Die Betreuung und Erziehung von Kindern und Jugendlichen in einem Kinderheim ist nach wie vor für einen Großteil der Bevölkerung die klassische Jugendhilfemaßnahme. Erst in letzter Zeit hat sich die Assoziationskette Jugendamt- Jugendfürsorge- Heim gelockert. Vor allem deshalb, weil der Fürsorgegedanke mit Einführung des Kinder- und Jugendhilfegesetzes durch das Partizipationsprinzip abgelöst wurde.

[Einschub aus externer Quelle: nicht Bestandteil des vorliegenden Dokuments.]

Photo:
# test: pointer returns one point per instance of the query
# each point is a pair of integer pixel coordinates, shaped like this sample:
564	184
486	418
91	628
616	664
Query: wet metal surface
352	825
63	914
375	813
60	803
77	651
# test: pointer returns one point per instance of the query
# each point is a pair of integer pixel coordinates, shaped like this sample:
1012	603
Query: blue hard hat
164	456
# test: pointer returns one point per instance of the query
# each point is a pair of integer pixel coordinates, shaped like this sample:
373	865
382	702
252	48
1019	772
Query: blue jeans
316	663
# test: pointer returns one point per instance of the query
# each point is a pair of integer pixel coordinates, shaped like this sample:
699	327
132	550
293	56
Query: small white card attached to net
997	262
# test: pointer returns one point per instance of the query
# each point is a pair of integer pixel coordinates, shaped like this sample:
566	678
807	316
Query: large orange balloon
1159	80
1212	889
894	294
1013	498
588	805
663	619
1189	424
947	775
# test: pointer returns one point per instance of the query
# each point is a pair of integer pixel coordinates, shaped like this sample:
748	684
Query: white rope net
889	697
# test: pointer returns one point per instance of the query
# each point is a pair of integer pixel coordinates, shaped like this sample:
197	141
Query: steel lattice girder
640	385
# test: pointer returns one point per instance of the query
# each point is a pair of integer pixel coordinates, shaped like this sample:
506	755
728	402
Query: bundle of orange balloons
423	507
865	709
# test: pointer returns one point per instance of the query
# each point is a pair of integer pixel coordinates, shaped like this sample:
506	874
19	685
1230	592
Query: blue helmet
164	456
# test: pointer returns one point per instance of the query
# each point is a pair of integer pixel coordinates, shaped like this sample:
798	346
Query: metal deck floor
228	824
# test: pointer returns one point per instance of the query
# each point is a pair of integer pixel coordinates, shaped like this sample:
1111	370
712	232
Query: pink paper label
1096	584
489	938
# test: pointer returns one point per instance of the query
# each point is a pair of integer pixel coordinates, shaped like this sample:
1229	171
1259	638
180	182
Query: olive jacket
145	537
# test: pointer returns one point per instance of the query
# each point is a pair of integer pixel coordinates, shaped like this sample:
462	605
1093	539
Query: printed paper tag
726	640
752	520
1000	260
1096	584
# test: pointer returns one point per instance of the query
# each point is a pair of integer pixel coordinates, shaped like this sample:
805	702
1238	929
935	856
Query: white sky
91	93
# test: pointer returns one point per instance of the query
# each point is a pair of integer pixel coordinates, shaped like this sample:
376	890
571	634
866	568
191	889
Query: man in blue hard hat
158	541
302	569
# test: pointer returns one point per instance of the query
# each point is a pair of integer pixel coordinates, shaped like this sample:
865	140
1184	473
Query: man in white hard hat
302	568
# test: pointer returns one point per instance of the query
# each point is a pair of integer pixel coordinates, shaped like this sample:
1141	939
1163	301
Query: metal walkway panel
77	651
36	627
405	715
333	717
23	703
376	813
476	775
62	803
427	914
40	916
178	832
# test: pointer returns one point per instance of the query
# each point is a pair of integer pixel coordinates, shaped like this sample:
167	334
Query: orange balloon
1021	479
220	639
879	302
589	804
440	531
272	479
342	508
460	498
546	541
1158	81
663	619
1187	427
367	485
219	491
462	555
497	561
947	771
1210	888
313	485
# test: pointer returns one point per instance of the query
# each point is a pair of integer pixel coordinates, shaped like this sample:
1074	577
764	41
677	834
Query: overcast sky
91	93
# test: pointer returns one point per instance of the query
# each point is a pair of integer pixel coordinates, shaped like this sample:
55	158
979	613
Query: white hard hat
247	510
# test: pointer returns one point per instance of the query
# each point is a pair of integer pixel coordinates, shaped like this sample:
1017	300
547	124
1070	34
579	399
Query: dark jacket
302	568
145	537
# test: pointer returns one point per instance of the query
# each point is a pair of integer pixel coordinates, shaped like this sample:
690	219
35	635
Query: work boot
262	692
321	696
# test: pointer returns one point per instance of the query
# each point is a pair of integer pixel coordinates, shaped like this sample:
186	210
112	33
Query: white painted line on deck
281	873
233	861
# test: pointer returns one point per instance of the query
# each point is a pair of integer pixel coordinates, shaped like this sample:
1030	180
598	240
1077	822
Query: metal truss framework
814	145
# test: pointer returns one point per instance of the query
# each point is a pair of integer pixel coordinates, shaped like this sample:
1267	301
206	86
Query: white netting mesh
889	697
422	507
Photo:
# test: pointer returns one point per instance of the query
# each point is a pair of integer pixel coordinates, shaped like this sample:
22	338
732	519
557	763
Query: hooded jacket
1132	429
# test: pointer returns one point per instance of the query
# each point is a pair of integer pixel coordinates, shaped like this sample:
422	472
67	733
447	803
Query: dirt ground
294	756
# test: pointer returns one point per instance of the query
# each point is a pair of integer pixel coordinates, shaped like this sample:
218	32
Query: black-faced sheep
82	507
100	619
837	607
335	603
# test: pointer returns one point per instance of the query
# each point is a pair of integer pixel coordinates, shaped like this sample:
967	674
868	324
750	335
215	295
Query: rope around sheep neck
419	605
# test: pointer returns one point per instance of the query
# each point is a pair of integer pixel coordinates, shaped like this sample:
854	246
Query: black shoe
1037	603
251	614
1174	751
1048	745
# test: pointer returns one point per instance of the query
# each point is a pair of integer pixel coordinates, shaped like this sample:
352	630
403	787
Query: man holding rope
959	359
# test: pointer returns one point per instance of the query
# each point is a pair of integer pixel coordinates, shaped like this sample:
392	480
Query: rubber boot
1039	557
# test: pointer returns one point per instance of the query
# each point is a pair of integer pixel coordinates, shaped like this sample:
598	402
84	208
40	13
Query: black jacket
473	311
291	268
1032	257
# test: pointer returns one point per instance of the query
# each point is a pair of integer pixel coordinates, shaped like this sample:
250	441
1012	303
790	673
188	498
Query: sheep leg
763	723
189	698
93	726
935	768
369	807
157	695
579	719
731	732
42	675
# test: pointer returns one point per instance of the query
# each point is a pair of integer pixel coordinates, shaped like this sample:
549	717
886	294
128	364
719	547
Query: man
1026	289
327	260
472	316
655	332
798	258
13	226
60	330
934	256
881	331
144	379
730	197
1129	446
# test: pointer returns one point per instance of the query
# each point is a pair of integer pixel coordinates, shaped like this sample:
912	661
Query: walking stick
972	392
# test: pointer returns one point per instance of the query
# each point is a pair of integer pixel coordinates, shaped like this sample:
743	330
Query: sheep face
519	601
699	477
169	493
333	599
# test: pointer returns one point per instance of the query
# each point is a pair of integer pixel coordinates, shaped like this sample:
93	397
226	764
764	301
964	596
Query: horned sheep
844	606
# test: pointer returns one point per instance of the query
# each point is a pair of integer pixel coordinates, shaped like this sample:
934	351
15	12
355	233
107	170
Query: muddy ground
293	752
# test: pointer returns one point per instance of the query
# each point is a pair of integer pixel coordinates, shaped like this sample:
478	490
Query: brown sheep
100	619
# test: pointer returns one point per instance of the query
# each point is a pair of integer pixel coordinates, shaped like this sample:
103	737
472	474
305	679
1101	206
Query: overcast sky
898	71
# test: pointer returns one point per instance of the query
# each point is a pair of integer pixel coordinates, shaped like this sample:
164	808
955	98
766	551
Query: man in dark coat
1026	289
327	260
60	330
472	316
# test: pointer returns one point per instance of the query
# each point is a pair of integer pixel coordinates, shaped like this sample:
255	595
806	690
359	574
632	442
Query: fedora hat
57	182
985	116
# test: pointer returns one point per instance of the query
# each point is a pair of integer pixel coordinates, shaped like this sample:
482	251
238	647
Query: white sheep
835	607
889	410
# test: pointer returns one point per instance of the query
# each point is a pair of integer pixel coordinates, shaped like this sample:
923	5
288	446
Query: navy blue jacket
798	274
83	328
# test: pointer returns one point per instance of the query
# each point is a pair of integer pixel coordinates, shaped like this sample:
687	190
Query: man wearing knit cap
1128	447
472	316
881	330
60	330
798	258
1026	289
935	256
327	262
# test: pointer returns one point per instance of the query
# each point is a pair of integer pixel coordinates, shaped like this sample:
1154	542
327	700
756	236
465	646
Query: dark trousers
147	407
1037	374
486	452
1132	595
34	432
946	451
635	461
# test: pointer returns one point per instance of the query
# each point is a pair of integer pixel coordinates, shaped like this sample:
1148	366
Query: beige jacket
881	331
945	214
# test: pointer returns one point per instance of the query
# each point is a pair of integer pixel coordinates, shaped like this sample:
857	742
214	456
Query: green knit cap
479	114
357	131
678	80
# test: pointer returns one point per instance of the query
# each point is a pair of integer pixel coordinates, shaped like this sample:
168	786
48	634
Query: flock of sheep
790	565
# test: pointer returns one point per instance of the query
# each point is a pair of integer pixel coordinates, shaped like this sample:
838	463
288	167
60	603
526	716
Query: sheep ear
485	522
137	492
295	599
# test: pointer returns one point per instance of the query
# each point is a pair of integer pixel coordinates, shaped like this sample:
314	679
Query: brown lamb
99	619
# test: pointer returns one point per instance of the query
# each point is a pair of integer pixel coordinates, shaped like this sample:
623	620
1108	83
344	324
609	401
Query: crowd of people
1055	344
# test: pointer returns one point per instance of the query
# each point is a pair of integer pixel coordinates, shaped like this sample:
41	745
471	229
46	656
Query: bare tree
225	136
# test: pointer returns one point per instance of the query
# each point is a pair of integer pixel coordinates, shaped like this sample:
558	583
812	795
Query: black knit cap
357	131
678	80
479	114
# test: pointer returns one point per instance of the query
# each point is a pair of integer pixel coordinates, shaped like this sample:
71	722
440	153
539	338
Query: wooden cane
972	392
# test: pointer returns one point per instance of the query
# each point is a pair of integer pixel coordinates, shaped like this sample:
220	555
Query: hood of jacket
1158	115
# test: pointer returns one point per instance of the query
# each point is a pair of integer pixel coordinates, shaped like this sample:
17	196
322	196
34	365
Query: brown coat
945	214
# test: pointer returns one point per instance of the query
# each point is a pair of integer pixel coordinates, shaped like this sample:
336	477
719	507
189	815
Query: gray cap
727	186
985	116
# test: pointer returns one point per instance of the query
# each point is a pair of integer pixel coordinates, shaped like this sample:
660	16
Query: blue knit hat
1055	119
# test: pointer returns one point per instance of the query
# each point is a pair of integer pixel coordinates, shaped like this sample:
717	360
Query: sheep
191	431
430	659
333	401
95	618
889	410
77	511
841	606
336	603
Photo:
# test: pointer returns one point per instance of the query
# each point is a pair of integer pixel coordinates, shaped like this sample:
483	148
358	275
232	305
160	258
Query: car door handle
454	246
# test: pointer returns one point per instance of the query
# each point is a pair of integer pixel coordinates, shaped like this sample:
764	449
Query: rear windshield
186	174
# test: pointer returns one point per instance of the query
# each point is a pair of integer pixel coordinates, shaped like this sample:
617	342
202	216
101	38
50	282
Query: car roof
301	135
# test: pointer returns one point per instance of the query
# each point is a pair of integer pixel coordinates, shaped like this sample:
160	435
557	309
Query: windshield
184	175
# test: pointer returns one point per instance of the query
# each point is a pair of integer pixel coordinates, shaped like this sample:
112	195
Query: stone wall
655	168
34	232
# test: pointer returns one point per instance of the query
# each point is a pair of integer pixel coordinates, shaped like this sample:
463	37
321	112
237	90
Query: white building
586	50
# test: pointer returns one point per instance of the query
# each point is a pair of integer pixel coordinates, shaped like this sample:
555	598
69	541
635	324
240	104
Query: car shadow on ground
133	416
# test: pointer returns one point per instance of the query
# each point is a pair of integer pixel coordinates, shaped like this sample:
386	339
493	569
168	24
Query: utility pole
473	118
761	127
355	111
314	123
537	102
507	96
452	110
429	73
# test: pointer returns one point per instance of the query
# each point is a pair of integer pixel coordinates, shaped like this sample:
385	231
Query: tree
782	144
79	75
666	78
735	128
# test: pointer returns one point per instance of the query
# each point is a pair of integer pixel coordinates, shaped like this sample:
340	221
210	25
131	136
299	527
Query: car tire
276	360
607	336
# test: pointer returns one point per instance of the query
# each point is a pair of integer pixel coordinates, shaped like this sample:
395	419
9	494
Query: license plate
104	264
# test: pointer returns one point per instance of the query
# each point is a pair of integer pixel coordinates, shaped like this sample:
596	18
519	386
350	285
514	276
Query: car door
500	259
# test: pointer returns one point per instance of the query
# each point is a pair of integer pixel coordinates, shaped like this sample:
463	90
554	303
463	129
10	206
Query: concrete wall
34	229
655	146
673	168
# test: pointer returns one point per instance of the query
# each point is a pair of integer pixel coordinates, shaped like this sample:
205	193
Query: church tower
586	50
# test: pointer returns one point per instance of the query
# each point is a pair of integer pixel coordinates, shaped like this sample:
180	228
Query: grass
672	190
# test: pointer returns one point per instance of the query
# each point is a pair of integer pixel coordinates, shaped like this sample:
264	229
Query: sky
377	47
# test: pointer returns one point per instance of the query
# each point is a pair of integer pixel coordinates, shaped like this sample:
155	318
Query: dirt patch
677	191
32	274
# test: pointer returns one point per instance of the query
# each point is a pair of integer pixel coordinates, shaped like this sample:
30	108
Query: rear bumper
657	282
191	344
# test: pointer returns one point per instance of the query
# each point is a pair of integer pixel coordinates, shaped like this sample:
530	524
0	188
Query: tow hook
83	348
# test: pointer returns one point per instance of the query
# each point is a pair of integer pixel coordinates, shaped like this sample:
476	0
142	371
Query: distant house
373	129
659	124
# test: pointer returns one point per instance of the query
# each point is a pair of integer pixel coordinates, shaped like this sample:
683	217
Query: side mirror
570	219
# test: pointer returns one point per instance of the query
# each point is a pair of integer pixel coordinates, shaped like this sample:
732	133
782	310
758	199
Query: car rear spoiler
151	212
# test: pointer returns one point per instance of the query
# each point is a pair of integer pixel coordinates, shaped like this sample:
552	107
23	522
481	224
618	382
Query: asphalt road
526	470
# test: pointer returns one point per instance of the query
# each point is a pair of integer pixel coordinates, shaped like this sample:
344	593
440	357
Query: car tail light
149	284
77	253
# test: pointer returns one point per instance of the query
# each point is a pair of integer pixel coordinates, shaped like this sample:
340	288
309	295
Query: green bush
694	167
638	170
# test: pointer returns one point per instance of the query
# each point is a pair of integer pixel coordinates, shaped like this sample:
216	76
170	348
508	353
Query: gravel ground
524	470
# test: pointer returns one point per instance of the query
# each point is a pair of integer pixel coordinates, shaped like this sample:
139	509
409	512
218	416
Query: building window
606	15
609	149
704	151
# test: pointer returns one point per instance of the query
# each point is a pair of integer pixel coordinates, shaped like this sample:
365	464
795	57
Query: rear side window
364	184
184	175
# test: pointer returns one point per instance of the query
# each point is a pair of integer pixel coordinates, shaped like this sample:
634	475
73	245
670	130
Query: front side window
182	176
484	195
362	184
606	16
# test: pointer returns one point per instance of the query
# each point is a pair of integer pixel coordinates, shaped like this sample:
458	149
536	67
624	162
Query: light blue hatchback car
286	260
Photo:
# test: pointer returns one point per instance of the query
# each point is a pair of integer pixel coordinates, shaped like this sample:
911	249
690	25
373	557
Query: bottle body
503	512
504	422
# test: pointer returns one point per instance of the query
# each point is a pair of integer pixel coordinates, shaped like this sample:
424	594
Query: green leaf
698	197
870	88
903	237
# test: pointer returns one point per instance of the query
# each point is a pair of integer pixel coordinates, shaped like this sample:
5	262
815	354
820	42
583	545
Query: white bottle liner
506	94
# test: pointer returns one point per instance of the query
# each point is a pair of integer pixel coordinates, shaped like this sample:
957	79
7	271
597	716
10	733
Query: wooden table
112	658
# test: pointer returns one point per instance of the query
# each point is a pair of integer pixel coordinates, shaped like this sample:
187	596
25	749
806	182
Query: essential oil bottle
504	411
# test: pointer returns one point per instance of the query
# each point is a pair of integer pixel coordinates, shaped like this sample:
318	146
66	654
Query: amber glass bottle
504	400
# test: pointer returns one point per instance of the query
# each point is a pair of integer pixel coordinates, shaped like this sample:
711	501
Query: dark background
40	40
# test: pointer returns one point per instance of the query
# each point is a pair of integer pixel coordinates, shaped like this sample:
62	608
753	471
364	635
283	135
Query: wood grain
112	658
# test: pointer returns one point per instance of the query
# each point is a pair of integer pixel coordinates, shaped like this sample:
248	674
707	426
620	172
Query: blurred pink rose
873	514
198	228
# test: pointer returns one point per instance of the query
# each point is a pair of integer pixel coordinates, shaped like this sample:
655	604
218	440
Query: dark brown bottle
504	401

Rechtsgrundlage (Deutschland)

Konzepte der Heimerziehung

Historischer Exkurs

In früheren Jahrhunderten wurden "schwierige", überzählige oder auch behinderte Kinder häufig ins Kloster gegeben, weil es noch nicht so viele Waisenhäuser gab. Vielfach wurden Kinder (besonders Mädchen) auch einfach ausgesetzt und sie hatten Glück, wenn sie in einer Familie oder einem Heim aufgenommen wurden. Der Gedanke der Hilfe und Fürsorge für die betroffenen Kinder und Jugendlichen war noch nicht so ausgeprägt wie heute, denn eine Vorstellung von einer Kindheit im heutigen Sinne existierte nicht. Schläge, Tritte, Ohrfeigen und Schelte waren ein übliches Erziehungsmittel.

In vielen Entwicklungsländern sind Schläge und Demütigungen in der Kindererziehung, Aussetzung von Mädchen und die Unterbringung im Erziehungsheim immer noch die Regel, weil in diesen Regionen oft nicht so viele Möglichkeiten zur Verfügung stehen und die Kindererziehung strenger ist.

Bis vor wenigen Jahrzehnten wurden behinderte oder missgebildete Kinder von ihren Eltern häufig versteckt, weil die Eltern sich ihrer schämten. Auch Ärzte rieten mitunter den Eltern, ihr behindertes Kind ins Heim zu geben und 'zu vergessen'. Das verstärkte ihre Ausgrenzung.

Auch in der Rechtsprechung war die Unterbringung in einem Heim für schwer erziehbare Kinder ein vorgesehenes Mittel der Maßregelung. Heute wird es nur noch als "Ultima ratio" angewandt.